Alicia fue traducida a 20 idiomas. Su biografía de Eva Perón, publicada en 1995, se convirtió en un best seller internacional. Además, escribió Milagro en 2017; Quién mató a Diego Duarte en 2011 y El camarada Carlos en 2008. En 1992 se animó con el título Maradona soy yo y, en 1980, con la historia de María Elena Walsh. Si la revolución feminista nos permite entender que la historia enmarcó el relato masculino, aun el de izquierda, y dejó en foto carné la narrativa femenina, el presente nos debería dejar las crónicas periodísticas de Alicia Dujovne Ortiz (recopiladas por Marea en 2021 en Cronista de dos mundos) de lectura indispensable o, mucho mejor dicho, de disfrute a la vista como forma de reaprender el oficio de leer, escribir y transformar el mundo.

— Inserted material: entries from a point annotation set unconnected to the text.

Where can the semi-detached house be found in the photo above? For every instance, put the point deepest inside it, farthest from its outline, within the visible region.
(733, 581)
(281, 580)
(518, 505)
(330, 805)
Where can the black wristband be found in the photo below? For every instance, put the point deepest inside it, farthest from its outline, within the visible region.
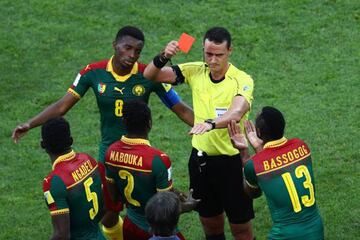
(212, 122)
(160, 60)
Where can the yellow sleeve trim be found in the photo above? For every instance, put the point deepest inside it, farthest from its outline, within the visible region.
(61, 211)
(164, 189)
(75, 94)
(250, 185)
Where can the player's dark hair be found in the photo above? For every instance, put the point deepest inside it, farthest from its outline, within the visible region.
(130, 31)
(137, 117)
(218, 35)
(271, 123)
(56, 135)
(162, 213)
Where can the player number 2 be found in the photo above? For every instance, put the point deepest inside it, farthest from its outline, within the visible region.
(307, 201)
(129, 187)
(91, 196)
(118, 107)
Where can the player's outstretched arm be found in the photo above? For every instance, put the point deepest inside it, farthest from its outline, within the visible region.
(61, 227)
(56, 109)
(156, 69)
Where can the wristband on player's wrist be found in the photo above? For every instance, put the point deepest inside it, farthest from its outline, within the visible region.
(160, 60)
(212, 123)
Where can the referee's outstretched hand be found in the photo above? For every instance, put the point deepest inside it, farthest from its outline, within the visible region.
(20, 131)
(238, 139)
(251, 135)
(171, 49)
(188, 204)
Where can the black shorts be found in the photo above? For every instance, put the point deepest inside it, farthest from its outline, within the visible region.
(218, 182)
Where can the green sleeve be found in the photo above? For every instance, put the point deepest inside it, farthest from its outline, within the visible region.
(189, 69)
(59, 193)
(162, 174)
(82, 84)
(250, 175)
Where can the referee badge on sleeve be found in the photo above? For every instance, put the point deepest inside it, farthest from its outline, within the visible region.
(49, 199)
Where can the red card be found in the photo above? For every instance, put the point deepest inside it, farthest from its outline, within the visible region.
(185, 42)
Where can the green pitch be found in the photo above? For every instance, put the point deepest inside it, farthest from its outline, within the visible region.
(303, 57)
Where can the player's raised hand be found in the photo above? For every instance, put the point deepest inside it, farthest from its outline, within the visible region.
(200, 128)
(20, 131)
(171, 49)
(238, 139)
(252, 136)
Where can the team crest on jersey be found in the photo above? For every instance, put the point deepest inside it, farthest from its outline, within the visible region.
(166, 86)
(245, 88)
(138, 90)
(101, 88)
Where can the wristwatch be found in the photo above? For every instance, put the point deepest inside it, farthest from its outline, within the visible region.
(212, 122)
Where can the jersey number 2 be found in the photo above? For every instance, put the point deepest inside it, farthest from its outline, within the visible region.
(308, 201)
(129, 187)
(91, 196)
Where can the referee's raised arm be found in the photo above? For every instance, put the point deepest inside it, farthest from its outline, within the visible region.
(156, 70)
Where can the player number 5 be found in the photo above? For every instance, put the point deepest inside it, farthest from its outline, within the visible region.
(91, 196)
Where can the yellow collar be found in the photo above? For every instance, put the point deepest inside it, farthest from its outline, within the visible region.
(276, 143)
(135, 141)
(119, 78)
(65, 157)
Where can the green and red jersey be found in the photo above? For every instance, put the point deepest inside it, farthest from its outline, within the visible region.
(74, 187)
(139, 171)
(283, 171)
(112, 91)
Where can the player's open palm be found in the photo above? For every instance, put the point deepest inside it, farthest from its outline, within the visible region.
(238, 139)
(20, 131)
(251, 135)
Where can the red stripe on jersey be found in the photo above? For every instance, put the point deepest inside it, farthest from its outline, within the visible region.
(273, 158)
(74, 170)
(141, 67)
(101, 64)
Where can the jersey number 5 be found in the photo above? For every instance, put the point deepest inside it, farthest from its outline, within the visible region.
(91, 196)
(308, 201)
(129, 187)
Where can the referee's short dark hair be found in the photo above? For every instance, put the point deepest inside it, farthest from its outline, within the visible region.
(271, 123)
(218, 35)
(137, 117)
(162, 213)
(56, 135)
(130, 31)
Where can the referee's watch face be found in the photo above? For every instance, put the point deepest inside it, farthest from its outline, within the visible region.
(127, 51)
(216, 56)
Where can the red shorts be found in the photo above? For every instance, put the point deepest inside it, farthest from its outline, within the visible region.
(131, 231)
(110, 205)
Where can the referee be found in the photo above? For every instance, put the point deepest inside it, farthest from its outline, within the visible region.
(221, 93)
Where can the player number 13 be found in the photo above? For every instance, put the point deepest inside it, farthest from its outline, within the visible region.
(307, 201)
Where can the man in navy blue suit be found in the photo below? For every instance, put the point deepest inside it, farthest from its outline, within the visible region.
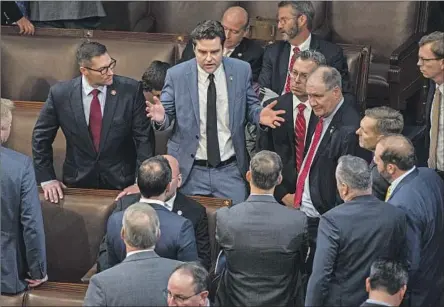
(177, 240)
(419, 192)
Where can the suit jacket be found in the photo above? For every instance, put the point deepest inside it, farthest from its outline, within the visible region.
(181, 102)
(276, 60)
(189, 209)
(248, 50)
(265, 245)
(177, 240)
(421, 196)
(350, 238)
(138, 281)
(127, 138)
(23, 235)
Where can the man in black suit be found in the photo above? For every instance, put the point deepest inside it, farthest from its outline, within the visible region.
(431, 64)
(386, 284)
(103, 119)
(377, 123)
(289, 142)
(295, 21)
(352, 236)
(236, 23)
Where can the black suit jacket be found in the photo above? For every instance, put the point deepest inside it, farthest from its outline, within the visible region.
(276, 60)
(350, 238)
(190, 209)
(127, 138)
(248, 50)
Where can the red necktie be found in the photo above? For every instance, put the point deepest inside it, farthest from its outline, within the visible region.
(300, 128)
(95, 119)
(296, 50)
(303, 174)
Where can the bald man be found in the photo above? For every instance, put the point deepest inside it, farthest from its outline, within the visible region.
(177, 203)
(419, 192)
(236, 23)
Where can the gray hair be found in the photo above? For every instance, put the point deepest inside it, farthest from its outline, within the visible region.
(312, 55)
(354, 172)
(201, 279)
(388, 120)
(141, 226)
(265, 167)
(437, 40)
(301, 7)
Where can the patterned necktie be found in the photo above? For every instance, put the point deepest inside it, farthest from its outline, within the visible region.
(95, 119)
(434, 125)
(296, 50)
(306, 169)
(300, 130)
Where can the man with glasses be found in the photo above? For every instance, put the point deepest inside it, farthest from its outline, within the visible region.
(188, 286)
(431, 64)
(102, 118)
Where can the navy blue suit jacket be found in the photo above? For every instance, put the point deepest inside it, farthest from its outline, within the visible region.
(177, 240)
(421, 196)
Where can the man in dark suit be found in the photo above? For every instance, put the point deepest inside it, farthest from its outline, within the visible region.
(386, 284)
(431, 64)
(142, 277)
(419, 192)
(295, 21)
(236, 23)
(102, 152)
(265, 244)
(291, 140)
(177, 240)
(351, 236)
(377, 123)
(23, 258)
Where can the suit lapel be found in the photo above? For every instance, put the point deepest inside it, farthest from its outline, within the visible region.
(76, 101)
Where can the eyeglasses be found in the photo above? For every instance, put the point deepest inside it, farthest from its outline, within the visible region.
(104, 70)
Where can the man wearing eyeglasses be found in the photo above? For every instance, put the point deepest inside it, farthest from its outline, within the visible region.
(102, 118)
(431, 64)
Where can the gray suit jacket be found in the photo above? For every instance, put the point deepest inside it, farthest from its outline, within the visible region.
(23, 235)
(181, 102)
(138, 281)
(265, 245)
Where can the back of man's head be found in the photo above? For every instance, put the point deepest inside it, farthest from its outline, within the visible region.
(154, 176)
(140, 228)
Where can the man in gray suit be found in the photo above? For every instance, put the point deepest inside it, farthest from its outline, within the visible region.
(143, 276)
(23, 236)
(264, 242)
(211, 98)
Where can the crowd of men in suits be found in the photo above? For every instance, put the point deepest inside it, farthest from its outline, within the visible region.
(312, 223)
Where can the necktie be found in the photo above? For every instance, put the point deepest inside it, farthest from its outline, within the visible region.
(213, 152)
(300, 130)
(296, 50)
(433, 150)
(310, 155)
(95, 119)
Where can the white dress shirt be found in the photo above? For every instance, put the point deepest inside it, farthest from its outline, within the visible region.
(223, 121)
(306, 203)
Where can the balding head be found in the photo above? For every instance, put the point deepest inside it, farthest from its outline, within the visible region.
(235, 22)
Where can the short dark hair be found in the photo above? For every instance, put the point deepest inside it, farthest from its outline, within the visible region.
(265, 167)
(87, 51)
(388, 275)
(208, 29)
(154, 176)
(200, 275)
(154, 76)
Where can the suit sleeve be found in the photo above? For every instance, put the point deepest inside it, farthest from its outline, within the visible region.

Alicia habla entre la multitud que va a verla o a caminar entre libros, como si todavía eso dijera algo no artificial. Cuenta su historia en la librería más grande de Sudamérica y describe las horas que le dedica, por día, a informarse y a conocer los detalles de la guerra a Ucrania en una pizzería en la que no se consigue mesa con un amigo poeta al que conoció cuando le tocó timbre para venderle algo y ella lo despide pidiéndole que no deje de escribir. Alicia sabe de Argentina todo lo que le permite la virtualidad que acerca, pero que simula una cercanía tan fingida como la pretensión de “entrar en el mundo” de los que sólo quieren bajar la cabeza frente al arco del triunfo. Pero escucha a un país más alejado del mundo que ahora sí siente silenciado de las discusiones sobre el futuro: guerra, gas, calentamiento global, migración. Alicia tiene nombre propio, además de dos apellidos, en un país de las maravillas que se convierten en miseria por falta de amor a lo público.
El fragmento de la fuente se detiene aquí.